Un juge protecteur du travailleur
Dans une décision rendue le 4 mars 2010, la Cour de travail de Bruxelles a jugé qu’un travailleur ayant eu des propos irrespectueux sur Facebook envers les dirigeants de son entreprise n’avait pas été licencié à bon droit. Bien que désobligeantes, ces critiques postées dans un groupe de discussion, n’avaient bénéficié que d’un degré de publicité très restreint. La Cour a donc estimé que ce comportement n’était pas suffisamment grave pour justifier un licenciement.

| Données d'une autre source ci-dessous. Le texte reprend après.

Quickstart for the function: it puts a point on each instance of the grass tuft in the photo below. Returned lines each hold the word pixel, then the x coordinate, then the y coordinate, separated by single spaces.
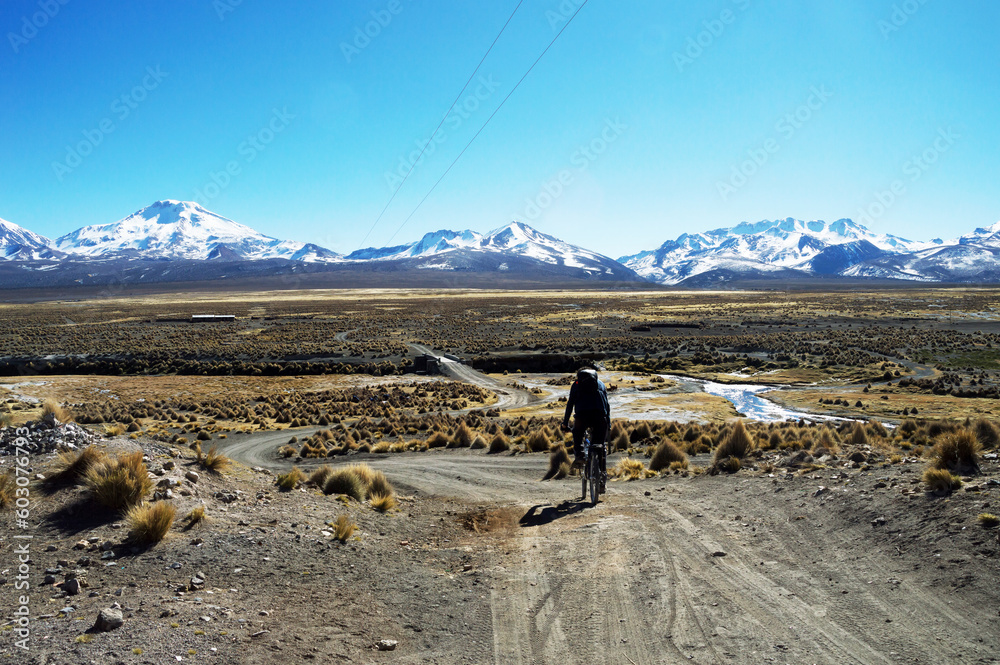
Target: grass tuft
pixel 666 455
pixel 150 522
pixel 121 482
pixel 383 502
pixel 288 480
pixel 343 528
pixel 957 451
pixel 988 520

Dans un autre jugement du Tribunal du travail de Namur le 10 janvier 2011, le juge est arrivé à la même conclusion. Une employée belge, qui avait tenu des propos racistes sur Facebook à l’égard de l’une de ses collègues, s’était vu licenciée pour faute grave. Dans un premier temps, le juge précisa que ce réseau social était un site ouvert « accessible à des partenaires ou destinataires qui sont membres du personnel» de l’employeur. Mais malgré le caractère public et contestable de ces déclarations, le juge décida que la faute de l’employée n’était pas suffisamment grave et que dés lors, l’employeur ne l’avait pas licenciée à bon droit.

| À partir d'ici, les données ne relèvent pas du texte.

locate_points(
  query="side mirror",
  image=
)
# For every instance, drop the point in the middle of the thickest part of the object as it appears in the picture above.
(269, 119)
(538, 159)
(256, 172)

Ces deux décisions sont révélatrices de la précaution avec laquelle le juge belge avance sur la question. Il retient facilement que les propos tenus sur un réseau social sont publics. Cependant, il reste encore très prudent dans l’appréciation de la faute grave. Le licenciement pour un comportement inapproprié sur Facebook sera en principe considéré par le juge comme abusif. Mais, le travailleur belge serait-il de ce fait à l’abri de tout problème?
Une nouvelle tendance ?
Rien n’est moins sûr. Le Tribunal du travail de Louvain a en effet confirmé un licenciement pour faute grave dans une décision du 17 novembre 2011. Dans cette affaire, un travailleur avait été remercié par sa hiérarchie pour avoir posté de manière régulière des critiques sur les mauvais résultats de sa société, cotée en bourse. N’importe quel utilisateur du réseau social pouvait avoir accès aux commentaires qui ont donc été considérés comme publics par le juge.

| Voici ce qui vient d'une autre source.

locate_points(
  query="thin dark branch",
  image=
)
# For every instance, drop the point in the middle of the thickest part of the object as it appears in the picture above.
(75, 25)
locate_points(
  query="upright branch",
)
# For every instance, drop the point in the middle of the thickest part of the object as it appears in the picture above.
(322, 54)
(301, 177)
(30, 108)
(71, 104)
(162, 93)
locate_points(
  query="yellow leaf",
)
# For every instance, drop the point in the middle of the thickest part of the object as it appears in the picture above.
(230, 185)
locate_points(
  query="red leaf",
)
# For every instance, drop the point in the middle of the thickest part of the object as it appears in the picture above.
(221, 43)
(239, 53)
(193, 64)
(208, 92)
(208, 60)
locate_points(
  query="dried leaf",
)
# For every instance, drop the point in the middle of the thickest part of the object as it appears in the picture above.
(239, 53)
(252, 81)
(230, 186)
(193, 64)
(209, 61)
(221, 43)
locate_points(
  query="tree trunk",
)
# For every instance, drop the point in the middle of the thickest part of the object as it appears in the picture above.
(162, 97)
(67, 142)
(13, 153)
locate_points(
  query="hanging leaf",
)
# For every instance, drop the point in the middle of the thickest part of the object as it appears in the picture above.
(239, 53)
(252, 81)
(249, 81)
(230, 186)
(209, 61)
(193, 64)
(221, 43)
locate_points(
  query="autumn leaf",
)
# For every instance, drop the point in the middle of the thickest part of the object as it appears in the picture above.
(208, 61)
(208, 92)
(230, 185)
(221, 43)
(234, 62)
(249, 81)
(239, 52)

Le tribunal s’est ensuite penché sur l’appréciation de la faute grave. Il s’est avéré que l’employé en question occupait un poste à responsabilité au sein de la société. Compte tenu de sa fonction de manager, ses débordements systématiques ont été reconnus comme inappropriés et suffisamment grave pour justifier un licenciement.
« Les paroles s’envolent, les écrits restent ».
La décision du Tribunal du Travail de Louvain, qui a fait grand bruit dans la presse, fera-t-elle des émules? Il est clair que cette décision sonne comme un avertissement pour le travailleur belge : il ne peut plus croire qu’il peut tout écrire sur Facebook en toute impunité. Pour autant, le jugement rendu le 17 novembre 2011 reste une exception : la faute grave a été qualifiée ici tant les circonstances de l’affaire étaient accablantes pour l’employé. Le contexte reste l’élément déterminant dans l’appréciation que fait le juge et force est de constater qu’il mène rarement jusqu’à la qualification de faute grave. Si le travail des tribunaux est de cadrer ce qu’il est approprié d’écrire ou non sur Facebook, il s’agit également désormais pour l’utilisateur, l’employé de fixer ses propres limites. Tout comme le juge, le travailleur belge doit faire un travail de mise en balance de sa liberté d’expression et des obligations qui le lient, parfois même en-dehors du cadre du travail, à son employeur. Un raisonnement qui est bien difficile à faire. Il est alors tentant de rappeler au travailleur belge cette expression: « dans le doute, mieux vaut s’abstenir ».